There's two sub-funds. There's one on development and one on peace. The peace sub-fund has funded a number of very interesting projects about telemedicine, so the way in which you can actually receive medical care if you cannot physically get to a medical outpost. They also helped fund the Cruise Report, which was a major study into how the UN can understand when UN peacekeepers are attacked, should it be meeting force with force? And the finding of the Cruise Report was yes.
But the last thing I'll say on this that I think is fascinating is the way that the Chinese are thinking about peacekeeper safety and security is not about meeting force with force. It is talking about greater capability and capacity. So we're talking about training, medical needs in the field, because again, the vast majority of deaths occur by accident and illness. That's what the statistics have told us.

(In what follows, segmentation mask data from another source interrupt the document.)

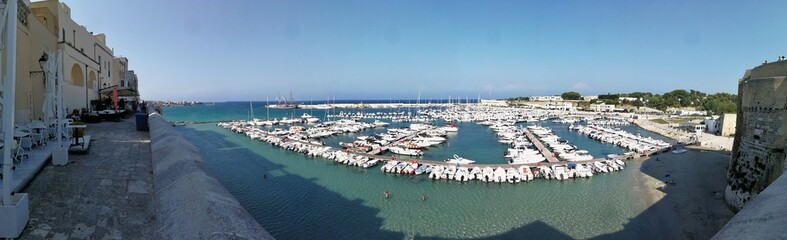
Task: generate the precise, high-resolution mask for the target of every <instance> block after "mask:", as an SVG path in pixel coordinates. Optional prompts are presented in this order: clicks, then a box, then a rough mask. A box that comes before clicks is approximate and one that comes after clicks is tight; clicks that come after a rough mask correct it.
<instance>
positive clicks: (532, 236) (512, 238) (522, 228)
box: [416, 221, 572, 240]
mask: <svg viewBox="0 0 787 240" xmlns="http://www.w3.org/2000/svg"><path fill="white" fill-rule="evenodd" d="M416 239H434V240H437V239H450V238H434V237H416ZM478 239H489V240H492V239H554V240H560V239H572V238H571V236H568V235H566V234H565V233H563V232H561V231H559V230H557V229H555V228H554V227H552V226H549V225H548V224H546V223H544V222H542V221H534V222H532V223H530V224H527V225H525V226H522V227H519V228H516V229H513V230H511V231H508V232H504V233H501V234H498V235H494V236H490V237H484V238H478Z"/></svg>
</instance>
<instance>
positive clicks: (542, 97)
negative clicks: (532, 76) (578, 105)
mask: <svg viewBox="0 0 787 240" xmlns="http://www.w3.org/2000/svg"><path fill="white" fill-rule="evenodd" d="M530 101H544V102H547V101H563V98H562V97H560V96H532V97H530Z"/></svg>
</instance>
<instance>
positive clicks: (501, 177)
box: [493, 167, 506, 183]
mask: <svg viewBox="0 0 787 240" xmlns="http://www.w3.org/2000/svg"><path fill="white" fill-rule="evenodd" d="M494 174H495V175H494V178H493V180H494V181H495V182H496V183H501V182H505V181H506V170H503V168H501V167H497V168H496V169H495V173H494Z"/></svg>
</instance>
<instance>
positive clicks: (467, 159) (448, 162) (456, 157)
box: [445, 154, 475, 164]
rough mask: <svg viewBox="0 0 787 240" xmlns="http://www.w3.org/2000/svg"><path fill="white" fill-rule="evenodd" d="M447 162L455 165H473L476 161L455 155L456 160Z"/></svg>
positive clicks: (448, 161) (454, 154)
mask: <svg viewBox="0 0 787 240" xmlns="http://www.w3.org/2000/svg"><path fill="white" fill-rule="evenodd" d="M445 162H447V163H453V164H471V163H474V162H475V161H473V160H470V159H467V158H463V157H460V156H458V155H456V154H454V158H449V159H447V160H445Z"/></svg>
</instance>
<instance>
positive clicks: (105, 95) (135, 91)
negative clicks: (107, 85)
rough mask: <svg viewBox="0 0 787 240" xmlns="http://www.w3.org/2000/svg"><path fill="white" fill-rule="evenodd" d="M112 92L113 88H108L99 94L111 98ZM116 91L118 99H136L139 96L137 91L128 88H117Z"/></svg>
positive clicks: (103, 90)
mask: <svg viewBox="0 0 787 240" xmlns="http://www.w3.org/2000/svg"><path fill="white" fill-rule="evenodd" d="M112 90H115V87H108V88H104V89H101V91H99V93H101V95H104V96H112ZM117 90H118V97H136V96H139V94H137V91H136V90H134V89H132V88H130V87H117Z"/></svg>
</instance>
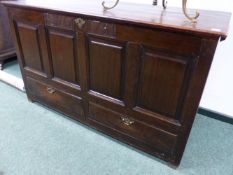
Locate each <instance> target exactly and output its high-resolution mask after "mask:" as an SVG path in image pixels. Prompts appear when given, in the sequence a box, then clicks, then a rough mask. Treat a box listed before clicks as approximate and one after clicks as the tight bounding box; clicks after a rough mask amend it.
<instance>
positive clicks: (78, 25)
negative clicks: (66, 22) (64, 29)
mask: <svg viewBox="0 0 233 175" xmlns="http://www.w3.org/2000/svg"><path fill="white" fill-rule="evenodd" d="M74 22H75V24H76V25H78V28H79V29H82V28H83V26H84V25H85V24H86V21H85V20H84V19H82V18H77V19H75V20H74Z"/></svg>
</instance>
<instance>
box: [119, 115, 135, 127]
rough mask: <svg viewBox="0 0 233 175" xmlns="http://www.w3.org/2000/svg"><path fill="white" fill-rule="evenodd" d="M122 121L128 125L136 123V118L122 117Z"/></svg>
mask: <svg viewBox="0 0 233 175" xmlns="http://www.w3.org/2000/svg"><path fill="white" fill-rule="evenodd" d="M121 120H122V122H123V123H124V124H125V125H127V126H130V125H132V124H134V120H132V119H130V118H128V117H121Z"/></svg>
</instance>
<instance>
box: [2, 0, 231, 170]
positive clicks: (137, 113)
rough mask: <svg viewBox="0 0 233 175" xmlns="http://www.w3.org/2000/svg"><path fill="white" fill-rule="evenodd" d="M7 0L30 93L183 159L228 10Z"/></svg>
mask: <svg viewBox="0 0 233 175" xmlns="http://www.w3.org/2000/svg"><path fill="white" fill-rule="evenodd" d="M101 2H102V1H90V0H85V2H84V1H81V0H77V1H74V0H70V1H54V2H48V1H43V0H42V1H38V2H36V1H30V0H27V1H12V2H11V1H8V2H4V4H5V6H6V7H7V9H8V14H9V19H10V26H11V31H12V34H13V39H14V43H15V45H16V48H17V54H18V57H19V62H20V66H21V70H22V74H23V79H24V82H25V86H26V92H27V96H28V99H29V100H30V101H37V102H40V103H42V104H45V105H47V106H49V107H51V108H53V109H55V110H58V111H60V112H62V113H65V114H66V115H68V116H70V117H71V118H73V119H75V120H78V121H80V122H81V123H84V124H86V125H88V126H91V127H93V128H95V129H97V130H99V131H101V132H104V133H106V134H108V135H110V136H112V137H113V138H116V139H118V140H120V141H123V142H124V143H127V144H129V145H131V146H133V147H136V148H138V149H140V150H143V151H145V152H147V153H149V154H152V155H154V156H156V157H159V158H161V159H163V160H165V161H167V162H170V163H171V164H173V165H179V163H180V160H181V158H182V154H183V151H184V149H185V145H186V142H187V139H188V136H189V133H190V130H191V127H192V123H193V121H194V118H195V115H196V111H197V108H198V105H199V101H200V98H201V95H202V92H203V88H204V85H205V82H206V79H207V75H208V72H209V69H210V66H211V62H212V59H213V57H214V52H215V49H216V46H217V44H218V42H219V39H221V40H223V39H225V38H226V35H227V29H228V23H229V20H230V14H229V13H221V12H211V11H200V13H201V15H200V17H199V19H198V21H197V23H191V22H190V21H188V20H187V19H186V18H185V17H184V15H183V14H182V10H181V9H179V8H168V9H167V10H163V9H162V8H160V7H154V6H149V5H135V4H124V3H120V4H119V5H118V7H116V8H115V9H112V10H110V11H104V10H103V8H102V6H101Z"/></svg>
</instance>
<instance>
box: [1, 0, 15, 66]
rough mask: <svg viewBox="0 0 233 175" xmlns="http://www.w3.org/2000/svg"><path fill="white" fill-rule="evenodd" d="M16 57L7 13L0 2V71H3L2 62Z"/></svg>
mask: <svg viewBox="0 0 233 175" xmlns="http://www.w3.org/2000/svg"><path fill="white" fill-rule="evenodd" d="M14 56H16V53H15V49H14V46H13V42H12V39H11V37H10V28H9V22H8V16H7V11H6V9H5V8H4V6H3V5H2V4H1V1H0V70H2V69H3V64H4V61H5V60H7V59H8V58H12V57H14Z"/></svg>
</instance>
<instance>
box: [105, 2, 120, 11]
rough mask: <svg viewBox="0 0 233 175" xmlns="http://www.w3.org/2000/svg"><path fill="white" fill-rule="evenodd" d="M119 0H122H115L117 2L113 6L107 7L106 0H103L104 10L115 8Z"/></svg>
mask: <svg viewBox="0 0 233 175" xmlns="http://www.w3.org/2000/svg"><path fill="white" fill-rule="evenodd" d="M119 1H120V0H117V1H116V2H115V4H114V5H113V6H112V7H107V6H106V5H105V3H106V2H105V1H103V2H102V6H103V7H104V10H110V9H113V8H114V7H116V6H117V4H118V3H119Z"/></svg>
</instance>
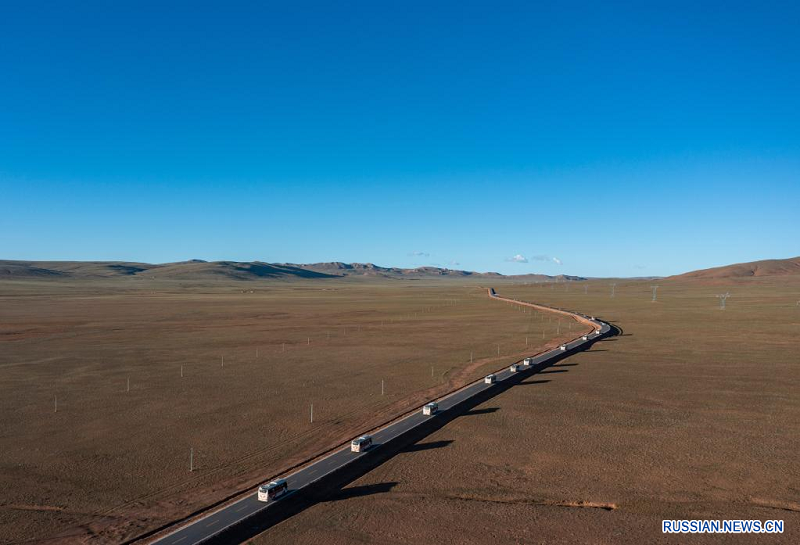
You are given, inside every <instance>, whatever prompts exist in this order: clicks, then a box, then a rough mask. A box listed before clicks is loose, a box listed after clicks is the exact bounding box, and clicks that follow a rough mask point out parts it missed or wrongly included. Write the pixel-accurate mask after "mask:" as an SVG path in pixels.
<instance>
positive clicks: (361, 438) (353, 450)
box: [350, 435, 372, 452]
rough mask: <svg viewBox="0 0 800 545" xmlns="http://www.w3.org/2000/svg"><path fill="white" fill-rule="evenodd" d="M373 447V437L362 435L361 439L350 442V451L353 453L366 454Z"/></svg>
mask: <svg viewBox="0 0 800 545" xmlns="http://www.w3.org/2000/svg"><path fill="white" fill-rule="evenodd" d="M371 446H372V436H371V435H362V436H361V437H359V438H357V439H353V440H352V441H351V442H350V450H351V451H352V452H364V451H365V450H367V449H368V448H369V447H371Z"/></svg>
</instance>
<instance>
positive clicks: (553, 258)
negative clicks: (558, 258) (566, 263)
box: [531, 255, 564, 265]
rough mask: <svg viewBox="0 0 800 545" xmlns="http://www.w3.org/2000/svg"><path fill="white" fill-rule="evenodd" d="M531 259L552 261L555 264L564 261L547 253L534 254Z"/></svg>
mask: <svg viewBox="0 0 800 545" xmlns="http://www.w3.org/2000/svg"><path fill="white" fill-rule="evenodd" d="M531 259H533V260H534V261H552V262H553V263H555V264H556V265H563V264H564V262H563V261H561V260H560V259H558V258H557V257H551V256H549V255H535V256H533V257H532V258H531Z"/></svg>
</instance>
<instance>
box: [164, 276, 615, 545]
mask: <svg viewBox="0 0 800 545" xmlns="http://www.w3.org/2000/svg"><path fill="white" fill-rule="evenodd" d="M489 296H490V297H493V298H495V299H498V300H502V301H507V302H511V303H514V304H518V305H523V306H529V307H533V308H540V309H547V310H553V311H556V312H559V313H562V314H570V315H572V316H574V317H577V318H579V319H582V320H581V321H583V322H585V323H588V322H591V323H592V324H593V325H594V326H595V332H593V333H592V334H590V335H589V336H588V340H583V339H582V338H581V337H579V338H578V339H576V340H574V341H571V342H569V343H567V354H571V353H574V352H577V351H580V350H582V349H583V348H585V346H584V345H589V344H590V343H591V342H592V341H594V340H596V339H597V338H600V337H604V336H606V335H608V334H609V333H610V332H611V326H609V325H608V324H606V323H605V322H602V321H600V320H595V319H591V318H590V317H588V316H584V315H582V314H578V313H573V312H569V311H565V310H563V309H551V308H550V307H545V306H543V305H535V304H532V303H525V302H521V301H516V300H513V299H505V298H502V297H499V296H497V295H496V294H495V293H494V290H489ZM597 330H599V333H598V332H597ZM564 355H565V353H564V351H562V350H560V348H556V349H554V350H551V351H549V352H544V353H542V354H539V355H538V356H535V357H534V358H533V364H532V365H531V366H530V367H522V366H521V367H520V371H519V372H518V373H512V372H511V371H510V370H509V368H508V367H506V368H505V369H504V370H502V371H499V372H496V373H495V376H496V377H497V383H502V382H503V381H505V380H509V379H511V378H512V377H514V376H515V375H517V374H522V375H527V374H530V373H531V371H532V370H533V369H534V368H535V367H536V366H538V365H540V364H544V363H547V362H548V361H550V360H553V359H555V358H558V357H563V356H564ZM496 387H497V386H496V384H486V383H484V381H483V378H481V379H480V380H479V381H477V382H474V383H472V384H469V385H467V386H465V387H464V388H462V389H461V390H458V391H456V392H454V393H452V394H450V395H448V396H446V397H443V398H441V399H438V400H436V401H438V403H439V413H443V412H445V411H448V410H450V409H452V408H453V407H456V406H457V405H459V404H460V403H462V402H464V401H465V400H468V399H470V398H472V397H473V396H475V395H477V394H478V393H480V392H483V391H485V390H488V389H490V388H496ZM430 418H437V415H432V416H424V415H423V414H422V408H421V407H420V408H419V409H418V410H416V411H414V412H413V413H411V414H409V415H408V416H406V417H404V418H401V419H400V420H397V421H395V422H393V423H392V424H389V425H388V426H386V427H385V428H382V429H380V430H379V431H376V432H374V433H372V439H373V441H374V444H373V446H372V447H371V448H370V449H369V450H367V451H366V452H360V453H359V452H351V451H350V444H349V443H348V444H347V445H346V446H344V447H342V448H340V449H339V450H336V451H335V452H333V453H332V454H330V455H328V456H326V457H325V458H322V459H320V460H317V461H316V462H313V463H312V464H310V465H308V466H306V467H304V468H303V469H300V470H298V471H296V472H295V473H292V474H290V475H288V476H286V477H284V478H285V479H286V480H287V481H288V485H289V492H288V494H287V495H285V496H283V497H282V498H280V499H278V500H277V501H273V502H270V503H264V502H260V501H258V499H257V498H256V491H255V490H253V492H252V493H251V494H248V495H247V496H245V497H243V498H242V499H240V500H237V501H235V502H233V503H230V504H227V505H226V506H225V507H222V508H221V509H218V510H216V511H213V512H211V513H209V514H208V515H205V516H203V517H202V518H199V519H194V520H192V521H191V522H189V523H187V524H185V525H184V526H181V527H179V528H177V529H176V530H175V531H173V532H172V533H170V534H168V535H166V536H164V537H162V538H160V539H157V540H155V541H154V542H153V543H157V544H159V545H178V544H179V545H194V544H197V543H202V542H203V541H205V540H208V539H210V538H212V537H214V536H216V535H218V534H219V533H221V532H222V531H224V530H225V529H226V528H229V527H230V526H233V525H235V524H238V523H239V522H241V521H243V520H245V519H247V518H249V517H251V516H253V515H255V514H256V513H258V512H260V511H261V510H263V509H269V508H270V507H271V506H272V505H274V504H276V503H278V502H280V501H282V499H284V498H286V497H288V496H289V495H292V494H302V491H303V488H304V487H306V486H308V485H309V484H311V483H313V482H315V481H317V480H319V479H320V478H322V477H324V476H325V475H327V474H328V473H330V472H332V471H335V470H337V469H340V468H343V467H344V466H346V465H348V464H350V463H352V462H353V461H354V460H357V459H359V458H361V457H362V456H369V455H370V453H371V452H373V451H374V450H375V449H379V448H381V445H382V444H386V443H387V442H389V441H392V440H393V439H395V438H397V437H399V436H401V435H402V434H403V433H405V432H407V431H408V430H410V429H412V428H414V427H416V426H419V425H420V424H422V423H423V422H425V421H426V420H428V419H430Z"/></svg>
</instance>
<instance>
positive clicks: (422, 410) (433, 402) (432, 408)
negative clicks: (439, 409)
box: [422, 401, 439, 416]
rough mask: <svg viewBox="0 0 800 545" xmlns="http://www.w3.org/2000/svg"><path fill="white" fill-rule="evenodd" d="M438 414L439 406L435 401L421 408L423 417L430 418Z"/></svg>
mask: <svg viewBox="0 0 800 545" xmlns="http://www.w3.org/2000/svg"><path fill="white" fill-rule="evenodd" d="M438 412H439V404H438V403H436V402H435V401H431V402H430V403H427V404H426V405H425V406H424V407H422V414H424V415H425V416H431V415H433V414H436V413H438Z"/></svg>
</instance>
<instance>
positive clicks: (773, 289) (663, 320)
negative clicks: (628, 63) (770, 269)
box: [254, 275, 800, 544]
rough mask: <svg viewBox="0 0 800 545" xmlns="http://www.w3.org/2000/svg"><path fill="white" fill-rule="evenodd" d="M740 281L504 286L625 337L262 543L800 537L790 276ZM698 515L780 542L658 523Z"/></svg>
mask: <svg viewBox="0 0 800 545" xmlns="http://www.w3.org/2000/svg"><path fill="white" fill-rule="evenodd" d="M747 276H749V275H743V277H740V278H722V279H720V278H713V279H712V280H711V281H702V280H700V281H698V280H695V281H687V280H682V279H676V280H667V279H664V280H659V281H650V280H646V281H645V280H640V281H630V280H629V281H625V280H618V281H602V282H600V281H591V282H588V283H585V284H584V283H581V284H566V285H529V286H524V285H518V284H517V285H506V284H500V283H498V285H497V286H496V287H497V288H498V291H499V293H500V294H501V295H504V296H509V297H515V298H518V299H522V300H530V301H535V302H541V303H545V304H551V305H558V306H562V307H564V308H568V309H576V310H581V311H584V312H587V313H590V314H595V315H596V316H598V317H601V318H603V319H605V320H608V321H611V322H613V323H615V324H617V325H618V326H619V327H620V328H621V329H622V330H623V334H622V335H621V336H618V337H614V338H611V339H608V340H606V341H603V342H600V343H598V344H596V345H595V346H594V348H593V349H592V350H590V351H588V352H586V353H583V354H579V355H577V356H574V357H572V358H569V359H568V360H565V361H564V362H562V363H560V364H558V365H556V366H554V367H552V368H550V369H547V370H545V371H544V372H542V373H539V374H537V375H535V376H533V377H532V378H530V379H528V380H526V382H525V383H524V384H523V385H520V386H518V387H514V388H512V389H511V390H509V391H507V392H505V393H503V394H502V395H500V396H498V397H496V398H494V399H492V400H490V401H488V402H486V403H485V404H483V406H482V407H479V408H477V409H474V410H473V411H471V412H470V413H469V414H467V415H465V416H464V417H461V418H458V419H456V420H455V421H454V422H453V423H451V424H450V425H448V426H447V427H445V428H443V429H441V430H439V431H438V432H436V433H435V434H433V435H431V436H429V437H428V438H427V439H426V440H425V441H424V442H422V443H419V444H417V445H415V446H414V447H413V448H409V449H407V452H404V453H402V454H401V455H399V456H397V457H395V458H393V459H391V460H389V461H388V462H386V463H385V464H383V465H382V466H380V467H378V468H377V469H376V470H374V471H372V472H371V473H369V474H367V475H366V476H364V477H362V478H361V479H359V480H358V481H356V482H354V483H352V484H351V485H350V486H349V487H347V488H345V489H344V490H343V491H342V492H341V493H340V494H339V495H338V496H337V497H334V498H331V500H330V501H328V502H325V503H321V504H317V505H315V506H313V507H312V508H310V509H308V510H307V511H305V512H303V513H301V514H300V515H298V516H295V517H293V518H291V519H289V520H286V521H284V522H282V523H280V524H278V525H277V526H275V527H273V528H272V529H270V530H268V531H267V532H265V533H264V534H262V535H261V536H259V537H258V538H256V539H255V540H254V542H255V543H257V544H267V543H288V542H291V543H308V544H316V543H326V544H331V543H333V544H338V543H341V544H345V543H386V544H389V543H632V544H633V543H636V544H639V543H712V542H713V543H718V542H735V543H797V542H800V487H799V486H798V483H800V372H799V371H800V277H797V276H785V277H754V278H753V277H751V278H747ZM613 282H616V284H617V285H616V294H615V297H613V298H612V297H610V293H611V288H610V283H613ZM656 284H658V285H660V287H659V288H658V292H657V293H658V297H657V301H656V302H652V290H651V286H652V285H656ZM725 292H729V293H730V295H731V296H730V298H729V299H728V300H727V308H726V309H725V310H720V302H719V299H718V298H717V297H716V296H717V295H719V294H721V293H725ZM695 518H701V519H706V518H710V519H735V518H737V519H738V518H741V519H760V520H768V519H771V520H774V519H778V520H784V521H785V533H784V534H782V535H748V536H731V535H728V536H713V535H692V536H689V535H683V536H680V535H673V536H670V535H663V534H662V533H661V521H662V520H663V519H695Z"/></svg>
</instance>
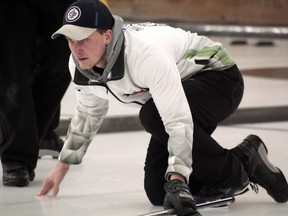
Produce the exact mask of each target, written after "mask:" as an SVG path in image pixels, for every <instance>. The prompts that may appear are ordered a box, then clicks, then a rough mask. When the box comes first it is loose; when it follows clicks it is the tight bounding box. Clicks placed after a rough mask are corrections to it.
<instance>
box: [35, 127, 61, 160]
mask: <svg viewBox="0 0 288 216" xmlns="http://www.w3.org/2000/svg"><path fill="white" fill-rule="evenodd" d="M63 144H64V141H63V140H62V139H61V138H60V137H59V136H58V135H57V134H56V133H55V132H54V131H52V132H49V133H47V135H46V136H45V138H44V139H43V141H42V142H41V143H40V144H39V155H38V157H39V158H41V157H43V156H52V158H58V156H59V153H60V151H61V149H62V147H63Z"/></svg>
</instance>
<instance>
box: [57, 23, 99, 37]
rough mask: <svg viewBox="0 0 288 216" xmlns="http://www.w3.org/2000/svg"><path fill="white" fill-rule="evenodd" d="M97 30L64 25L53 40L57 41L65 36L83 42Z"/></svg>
mask: <svg viewBox="0 0 288 216" xmlns="http://www.w3.org/2000/svg"><path fill="white" fill-rule="evenodd" d="M96 30H97V29H94V28H86V27H81V26H75V25H70V24H67V25H64V26H62V27H61V28H60V29H59V30H58V31H56V32H55V33H54V34H53V35H52V36H51V38H52V39H55V38H57V37H59V36H60V35H64V36H66V37H68V38H70V39H72V40H83V39H85V38H87V37H89V36H90V35H91V34H93V33H94V32H95V31H96Z"/></svg>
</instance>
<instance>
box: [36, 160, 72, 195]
mask: <svg viewBox="0 0 288 216" xmlns="http://www.w3.org/2000/svg"><path fill="white" fill-rule="evenodd" d="M68 170H69V166H68V165H67V164H64V163H62V162H58V163H57V164H56V165H55V166H54V167H53V168H52V170H51V171H50V172H49V174H48V175H47V176H46V177H45V179H44V181H43V184H42V188H41V190H40V191H39V192H38V193H37V194H36V196H45V195H47V194H48V193H49V192H50V191H51V190H52V195H53V196H56V195H57V194H58V192H59V186H60V183H61V182H62V180H63V179H64V177H65V175H66V174H67V172H68Z"/></svg>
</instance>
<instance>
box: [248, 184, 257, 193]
mask: <svg viewBox="0 0 288 216" xmlns="http://www.w3.org/2000/svg"><path fill="white" fill-rule="evenodd" d="M250 187H251V189H252V190H253V191H254V192H255V193H256V194H258V193H259V187H258V185H257V184H255V183H252V182H250Z"/></svg>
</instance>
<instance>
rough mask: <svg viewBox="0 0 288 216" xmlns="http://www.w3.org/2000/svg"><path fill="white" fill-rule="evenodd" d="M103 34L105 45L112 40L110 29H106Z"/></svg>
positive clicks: (109, 42) (107, 44) (108, 42)
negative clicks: (105, 41)
mask: <svg viewBox="0 0 288 216" xmlns="http://www.w3.org/2000/svg"><path fill="white" fill-rule="evenodd" d="M104 34H105V40H106V45H108V44H110V43H111V41H112V30H111V29H108V30H107V31H106V32H105V33H104Z"/></svg>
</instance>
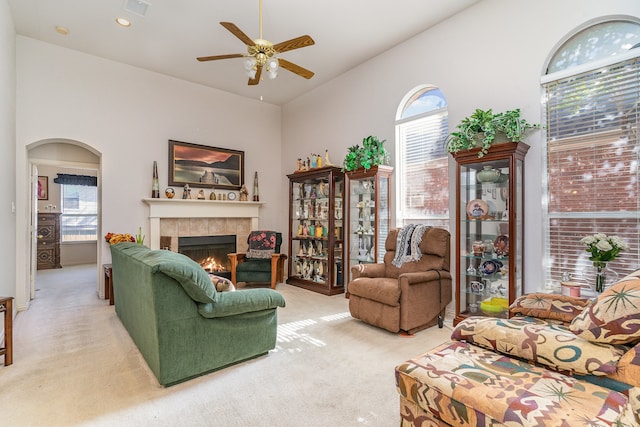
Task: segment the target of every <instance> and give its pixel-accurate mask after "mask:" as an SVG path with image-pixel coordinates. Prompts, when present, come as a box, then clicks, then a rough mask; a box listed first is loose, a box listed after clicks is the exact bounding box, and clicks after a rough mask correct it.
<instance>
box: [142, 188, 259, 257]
mask: <svg viewBox="0 0 640 427" xmlns="http://www.w3.org/2000/svg"><path fill="white" fill-rule="evenodd" d="M142 201H143V202H145V203H146V204H148V205H149V234H150V236H149V247H150V248H151V249H160V220H161V219H162V218H249V219H251V229H252V230H257V229H258V228H259V219H260V207H261V206H262V205H263V203H260V202H238V201H230V200H198V199H188V200H184V199H149V198H146V199H142Z"/></svg>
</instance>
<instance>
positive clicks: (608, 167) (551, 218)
mask: <svg viewBox="0 0 640 427" xmlns="http://www.w3.org/2000/svg"><path fill="white" fill-rule="evenodd" d="M544 89H545V98H546V114H547V117H546V119H547V150H546V159H545V160H546V163H547V181H548V183H547V200H546V205H547V211H546V230H545V249H546V251H545V253H546V254H547V259H546V266H547V268H546V273H547V283H549V282H551V283H553V282H559V281H560V280H561V278H562V276H563V274H564V273H570V274H572V275H573V276H574V278H580V279H582V280H584V281H586V282H587V283H592V281H593V274H594V271H593V268H591V266H592V262H591V261H590V260H589V253H588V252H586V251H585V248H584V246H582V245H580V239H581V238H583V237H585V236H587V235H592V234H594V233H605V234H607V235H617V236H620V237H621V238H623V239H624V240H625V241H626V242H627V243H629V245H630V249H629V250H628V251H624V252H622V253H621V254H620V256H619V257H618V258H617V259H616V260H615V261H613V262H610V263H609V266H610V268H611V269H612V270H615V271H616V272H617V273H618V274H619V275H620V276H623V275H625V274H627V273H629V272H631V271H633V270H635V269H637V268H638V265H639V261H640V254H639V240H640V239H639V237H640V236H639V233H640V201H639V200H640V173H639V171H638V167H639V164H638V153H639V150H640V146H639V141H638V124H639V113H638V103H639V100H640V59H639V58H633V59H629V60H625V61H622V62H619V63H616V64H613V65H608V66H603V67H600V68H597V69H593V70H589V71H584V72H582V73H580V74H576V75H573V76H568V77H563V78H560V79H557V80H554V81H549V82H547V83H545V84H544Z"/></svg>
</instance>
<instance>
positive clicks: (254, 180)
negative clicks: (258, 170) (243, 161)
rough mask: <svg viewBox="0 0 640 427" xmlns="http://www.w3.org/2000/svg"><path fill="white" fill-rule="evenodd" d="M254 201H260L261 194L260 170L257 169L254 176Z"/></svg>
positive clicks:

And they're also very focused now on maintaining host state support for medical evacuation. If we remember what has happened in July of 2016, that second peacekeeper bled out only about 15 kilometers away from the nearest medical facility. So I think, again, this really highlights a very practical sense that China does deploy
into dangerous conditions and is learning. I would make the case it is learning and therefore wants the system to do its job better. And one way that China thinks about this is very practical medical benefits, telemedicine, for example, but also now in terms of how can the UN help engage host states, even when consent is contested, that the host state also has a responsibility to help support actual peacekeepers there. And I think that is something quite fascinating.
As we look at, again, the long-going rumors about China's interest in potentially one day heading the Department of Peace Ops, I think this is one of these sort of turning points to try and understand how they think about policy leadership.
Courtney, that was great. A lot more to this that we didn't get a chance to dig into. And I'll also say China and the UN is something that you're thinking about from a number of different angles. So I also recommend people go check out Courtney's other work, including her book on this. So thank you. Great to see you in person. Thank you for your time. And as always, really appreciate your scholarship on this very important issue. Thanks so much for having me join you, Jude.